Если бы могли, они съели бы меня целиком, хотя

Они знают,

Что не смогут переварить такую твердую старую фасоль.

№2

Как здорово знать

(Когда играем в бейсбол),

Что надо делать

С самого начала.

Если бы мы только выслушивали

Того или иного советчика,

То всегда — задним числом —

Были бы гораздо мудрее.

Взявшись за любую работу, по собственному выбору или по необходимости, я выполнял ее, не оглядываясь на партийную политику, в которой не находил никакого интереса. Там, где речь шла о благосостоянии моего народа, никакая партийная политика не могла отвратить меня от доведения дела до конца.

Помимо выполнения своих многочисленных мелких обязанностей, мне удавалось трижды участвовать не без успеха в формировании экономических и социальных условий.

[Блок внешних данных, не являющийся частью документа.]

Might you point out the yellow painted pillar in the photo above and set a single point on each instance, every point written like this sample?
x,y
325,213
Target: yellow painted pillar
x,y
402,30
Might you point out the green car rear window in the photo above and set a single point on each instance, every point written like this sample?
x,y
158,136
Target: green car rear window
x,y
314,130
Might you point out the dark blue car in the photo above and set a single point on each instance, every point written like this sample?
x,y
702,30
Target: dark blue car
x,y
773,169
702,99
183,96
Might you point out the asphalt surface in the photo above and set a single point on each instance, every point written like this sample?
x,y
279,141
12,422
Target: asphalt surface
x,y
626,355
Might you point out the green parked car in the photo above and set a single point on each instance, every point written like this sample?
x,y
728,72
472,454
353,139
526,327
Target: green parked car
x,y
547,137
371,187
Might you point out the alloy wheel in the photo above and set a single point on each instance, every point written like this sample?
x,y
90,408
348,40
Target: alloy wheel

Первый случай — когда была сразу устранена коммунистическая угроза посредством возвращения немецкому народу устойчивой валюты. Это было достигнуто не просто умозрительным решением ввести рентную, или ржаную, марку. Такое решение вызвало противоборство, которое продолжалось несколько месяцев с целью поддержания стабильности имперской марки и кредитной политики, в течение нескольких лет сохранявшей стоимость упомянутой марки на одинаковом уровне.

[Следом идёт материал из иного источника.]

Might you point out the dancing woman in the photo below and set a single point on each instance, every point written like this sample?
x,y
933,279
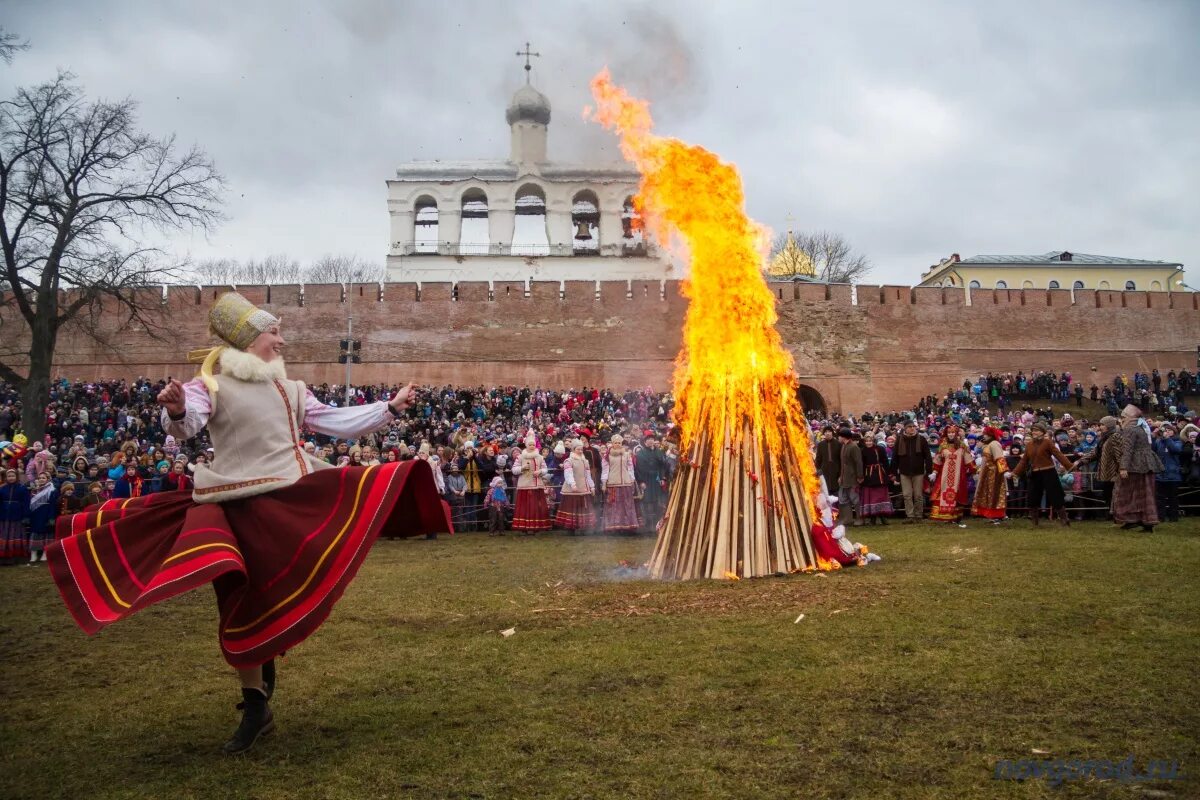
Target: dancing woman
x,y
279,533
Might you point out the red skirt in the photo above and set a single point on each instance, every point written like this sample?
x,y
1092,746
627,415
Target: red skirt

Когда в начале 30-х годов цифра безработицы достигла 7 миллионов, снова встал вопрос о том, как выбить почву из-под ног коммунизма. Внедрение здравомыслящих, если не сказать дерзких, методов финансирования позволило нам обеспечить работой всех безработных менее чем за три года без того, чтобы поставить под угрозу валюту. Финансовое положение страны улучшалось с каждым годом.

Третьим успехом стало восстановление торгового баланса посредством заключения двусторонних и компенсационных соглашений со странами, чья экономика дополняла экономику Германии. Одновременно мы отказались от господствовавшего до сих пор принципа политики «наибольшего благоприятствования», которая служила исключительно интересам стран, занимающих сильные экономические позиции.

Во всех трех случаях мне удалось проложить новые пути. Я отошел от так называемой «классической» дисконтной политики центрального банка. Перешел к программе повышения производительности труда, зависящей не от сбережений (то есть ограничения расходования капитала), но от реального производства новых денег. Я отверг торговые методы, завещанные нам классическими британскими экономическими теориями.

Эти успехи, однако, были омрачены трагическими историческими событиями. Мою монетаристскую политику подорвали безрассудное накапливание долгов правительством Веймарской республики и чрезмерные репарации наших оппонентов. Мои планы по созданию рабочих мест и улучшению торговли были сведены на нет манией Гитлера к войне.

Я мог еще внести свой вклад в отмену репараций, но мои усилия предотвратить развязывание войны потерпели неудачу. Человек, под властью которого мне удалось искоренить безработицу и восстановить торговый баланс, уничтожил все это позднее своей политикой войны. Мои критики ухватились за это как за повод для обличения моей работы в первые годы гитлеровского режима как преступления. Ну и пусть! По этому вопросу вынесет приговор история. Она спросит также, что делали мои критики для предотвращения катастрофы.

Читателей, возможно, заинтересует, что я думаю о будущем Германии. Я верю в него. Весь мир удивляется тому, как после жесточайших испытаний германский народ быстро и целеустремленно возрождается из руин и восстанавливает порядок и благоденствие.

Объяснение этого «чуда» следует искать в трудолюбии, цивилизованности немцев, их любви к порядку и развитию в условиях мира. С этой точки зрения я полон спокойствия и надежды. Жизнь индивида, такая как моя, мимолетна. Жизнь народа часто характеризуется как вечная. Это бывает только тогда, когда народ остается верен себе, каким я старался быть всю свою долгую жизнь.